Перед тем как бежать из Одессы (здешняя почва после июльского петроградского путча стала слишком горяча для его ног), отец оформил все необходимые документы — и меня определили в первый приготовительный класс гимназии святого Павла. Отвела меня туда уже мама. Не сомневаюсь: отец жалел, что не удалось взять сына за руку и по буйному Толчку, по беспокойной Старопортофранковской отвести в тихий переулок — к мрачному, неприветливому, надменному зданию единственной в городе лютеранской гимназии.

Чтобы гимназия была именно лютеранской, а не православной, вероятно, настоял отец.
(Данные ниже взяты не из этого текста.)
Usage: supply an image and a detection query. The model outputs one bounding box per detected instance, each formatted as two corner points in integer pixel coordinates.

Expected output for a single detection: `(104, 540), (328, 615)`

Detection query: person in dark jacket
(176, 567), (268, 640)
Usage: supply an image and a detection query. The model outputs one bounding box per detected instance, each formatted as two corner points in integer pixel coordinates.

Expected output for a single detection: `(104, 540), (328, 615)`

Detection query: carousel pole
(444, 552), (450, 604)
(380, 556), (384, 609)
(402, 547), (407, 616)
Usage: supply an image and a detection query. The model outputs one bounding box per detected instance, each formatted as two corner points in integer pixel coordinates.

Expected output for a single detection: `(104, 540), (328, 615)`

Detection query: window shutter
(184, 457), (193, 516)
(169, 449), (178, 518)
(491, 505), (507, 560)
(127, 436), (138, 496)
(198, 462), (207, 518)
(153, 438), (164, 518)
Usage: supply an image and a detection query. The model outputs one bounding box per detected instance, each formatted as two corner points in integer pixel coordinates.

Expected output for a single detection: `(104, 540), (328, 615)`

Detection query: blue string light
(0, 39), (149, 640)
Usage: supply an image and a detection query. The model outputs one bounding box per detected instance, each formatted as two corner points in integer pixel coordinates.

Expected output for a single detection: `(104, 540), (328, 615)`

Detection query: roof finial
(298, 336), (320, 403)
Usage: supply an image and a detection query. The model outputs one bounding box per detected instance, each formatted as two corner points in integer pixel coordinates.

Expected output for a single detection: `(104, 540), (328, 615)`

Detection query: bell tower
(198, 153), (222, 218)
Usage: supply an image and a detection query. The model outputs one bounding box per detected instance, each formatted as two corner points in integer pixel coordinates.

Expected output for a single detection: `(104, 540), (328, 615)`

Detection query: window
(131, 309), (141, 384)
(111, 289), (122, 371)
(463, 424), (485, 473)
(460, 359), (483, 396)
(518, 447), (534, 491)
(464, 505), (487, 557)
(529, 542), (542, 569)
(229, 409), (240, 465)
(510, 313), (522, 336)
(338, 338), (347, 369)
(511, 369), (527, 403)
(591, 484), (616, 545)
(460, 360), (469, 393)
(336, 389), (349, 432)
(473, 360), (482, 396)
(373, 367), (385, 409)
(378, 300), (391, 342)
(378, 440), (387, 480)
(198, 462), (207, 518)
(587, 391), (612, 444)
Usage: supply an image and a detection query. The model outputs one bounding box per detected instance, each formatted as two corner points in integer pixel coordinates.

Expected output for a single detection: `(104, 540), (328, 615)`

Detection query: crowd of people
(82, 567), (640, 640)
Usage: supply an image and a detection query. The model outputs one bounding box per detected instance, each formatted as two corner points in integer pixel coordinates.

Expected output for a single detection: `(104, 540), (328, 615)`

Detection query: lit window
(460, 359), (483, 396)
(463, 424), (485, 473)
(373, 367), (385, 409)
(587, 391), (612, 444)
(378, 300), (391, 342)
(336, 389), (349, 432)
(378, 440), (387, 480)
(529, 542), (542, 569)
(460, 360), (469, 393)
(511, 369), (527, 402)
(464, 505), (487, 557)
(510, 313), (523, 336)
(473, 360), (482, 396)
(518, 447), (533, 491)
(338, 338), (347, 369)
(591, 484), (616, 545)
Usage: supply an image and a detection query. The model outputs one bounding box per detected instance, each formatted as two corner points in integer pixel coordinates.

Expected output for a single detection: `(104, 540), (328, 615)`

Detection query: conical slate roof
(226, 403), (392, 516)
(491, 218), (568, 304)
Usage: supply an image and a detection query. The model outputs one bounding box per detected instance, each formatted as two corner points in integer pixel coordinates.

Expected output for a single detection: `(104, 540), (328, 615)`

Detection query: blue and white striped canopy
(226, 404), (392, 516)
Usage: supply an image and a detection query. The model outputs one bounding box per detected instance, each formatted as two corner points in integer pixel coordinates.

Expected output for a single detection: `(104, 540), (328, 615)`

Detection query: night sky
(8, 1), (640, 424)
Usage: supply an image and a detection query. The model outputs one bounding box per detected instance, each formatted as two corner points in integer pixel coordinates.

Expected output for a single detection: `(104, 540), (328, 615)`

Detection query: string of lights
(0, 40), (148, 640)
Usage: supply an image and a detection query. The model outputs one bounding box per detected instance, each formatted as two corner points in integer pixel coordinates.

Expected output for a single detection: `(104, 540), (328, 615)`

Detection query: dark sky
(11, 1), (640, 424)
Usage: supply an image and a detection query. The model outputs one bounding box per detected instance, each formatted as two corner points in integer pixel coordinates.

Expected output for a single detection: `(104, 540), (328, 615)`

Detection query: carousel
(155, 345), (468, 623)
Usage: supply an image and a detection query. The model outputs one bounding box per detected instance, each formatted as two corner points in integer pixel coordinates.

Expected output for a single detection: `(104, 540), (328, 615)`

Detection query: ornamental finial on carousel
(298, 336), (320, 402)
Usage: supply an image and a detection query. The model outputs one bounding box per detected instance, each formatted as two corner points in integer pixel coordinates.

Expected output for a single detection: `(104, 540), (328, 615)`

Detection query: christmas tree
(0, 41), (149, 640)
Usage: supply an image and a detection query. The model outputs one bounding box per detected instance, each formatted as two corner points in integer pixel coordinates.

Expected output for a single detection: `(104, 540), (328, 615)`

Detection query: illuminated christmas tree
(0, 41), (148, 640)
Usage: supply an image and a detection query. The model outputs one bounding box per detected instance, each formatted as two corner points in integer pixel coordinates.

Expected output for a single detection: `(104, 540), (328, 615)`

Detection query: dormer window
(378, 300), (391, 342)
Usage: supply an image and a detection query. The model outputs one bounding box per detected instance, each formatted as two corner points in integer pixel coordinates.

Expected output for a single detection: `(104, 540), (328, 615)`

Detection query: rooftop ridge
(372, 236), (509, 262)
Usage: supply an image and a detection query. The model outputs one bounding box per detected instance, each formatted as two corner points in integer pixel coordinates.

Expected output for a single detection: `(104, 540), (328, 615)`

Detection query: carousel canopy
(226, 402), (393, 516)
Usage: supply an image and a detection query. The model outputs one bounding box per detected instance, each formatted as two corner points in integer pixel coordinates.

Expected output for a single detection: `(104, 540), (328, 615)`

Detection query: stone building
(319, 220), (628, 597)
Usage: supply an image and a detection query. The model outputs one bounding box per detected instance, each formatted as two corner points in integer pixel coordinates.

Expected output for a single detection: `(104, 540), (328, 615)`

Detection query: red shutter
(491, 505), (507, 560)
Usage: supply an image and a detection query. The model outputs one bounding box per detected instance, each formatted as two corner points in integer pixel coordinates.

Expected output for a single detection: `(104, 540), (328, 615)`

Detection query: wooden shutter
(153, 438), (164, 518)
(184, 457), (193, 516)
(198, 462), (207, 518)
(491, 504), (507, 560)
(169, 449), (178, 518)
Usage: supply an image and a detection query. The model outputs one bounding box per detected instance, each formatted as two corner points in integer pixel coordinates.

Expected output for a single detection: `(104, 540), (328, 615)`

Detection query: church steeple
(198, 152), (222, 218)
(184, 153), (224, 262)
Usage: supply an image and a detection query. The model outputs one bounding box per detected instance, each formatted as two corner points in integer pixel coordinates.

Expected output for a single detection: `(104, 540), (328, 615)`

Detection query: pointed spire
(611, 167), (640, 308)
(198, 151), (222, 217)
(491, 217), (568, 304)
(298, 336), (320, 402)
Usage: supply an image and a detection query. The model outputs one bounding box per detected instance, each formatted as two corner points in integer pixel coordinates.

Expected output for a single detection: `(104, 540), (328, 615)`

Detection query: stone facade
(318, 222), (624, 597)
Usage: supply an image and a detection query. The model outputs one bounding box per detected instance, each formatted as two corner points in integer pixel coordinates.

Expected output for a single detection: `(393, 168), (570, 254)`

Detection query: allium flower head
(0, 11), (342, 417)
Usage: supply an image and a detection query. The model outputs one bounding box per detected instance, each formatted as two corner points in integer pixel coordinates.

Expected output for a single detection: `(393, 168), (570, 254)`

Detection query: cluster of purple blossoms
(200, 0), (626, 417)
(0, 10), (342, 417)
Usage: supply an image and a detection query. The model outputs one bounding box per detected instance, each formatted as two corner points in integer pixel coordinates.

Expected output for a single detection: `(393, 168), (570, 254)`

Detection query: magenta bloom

Впрочем, мать всегда хорошо относилась к немцам и часто хвалила их дисциплину, порядочность, трудолюбие и честность.

Было тут одно неудобство (для меня, естественно) — но с ним родители не посчитались. Уроки закона Божьего в гимназии вел пастор — протестантский владыка неба был не для православных. Нас в вере и страхе Божьем наставлял священник. И когда почти весь класс оставался учиться протестантству, кучку недопущенных выставляли в коридоры. Нас обязывали не шуметь, не бегать, не драться. Мы честно старались — получалось не всегда. И вот что примечательно: пастора я помню — он шествовал в класс, неторопливый, полный, важный, черный, с очками на носу и молитвенником в руках, и добродушно и властно покрикивал по-немецки на нерадивых. А священника припомнить не могу. Он, несомненно, был и чему-то нас учил — вероятно, такому же невыразительному, каким был сам.

И еще одно, гораздо более важное: как ни стараюсь, на память не приходит ни один гимназист-еврей. В русские гимназии, сколько знаю, их принимали — к нам нет. Просвещенное немецкое землячество не допускало к себе евреев. Гитлер строил свою антисемитскую кампанию на прочном фундаменте! Одна из непростительных иллюзий истории: образование и лоск цивилизации почему-то отождествляются с человекотерпимостью. Великий мыслитель древности страстно настаивал: «Несть ни эллина, ни иудея»[9] — все, мол, люди. Но в наше время, спустя две тысячи лет, не каждый человек причисляется к человекам. В гимназии святого Павла «белокурые бестии» были уже в моде, но еще не узаконены. Их наличие в среде прихожан-учеников не декретировалось.

Теперь мой день был четко организован. Бабушка будила меня, следила, как я молюсь, умываюсь и ем, водружала мне на спину ранец и выпускала за дверь. А во дворе меня ждала моя подружка Аня Цалкина. Ей не выпало счастья учиться в гимназии — даже церковно-приходские школы были не для нее. Но она приобщалась к недоступной привилегии, истово провожая меня в класс.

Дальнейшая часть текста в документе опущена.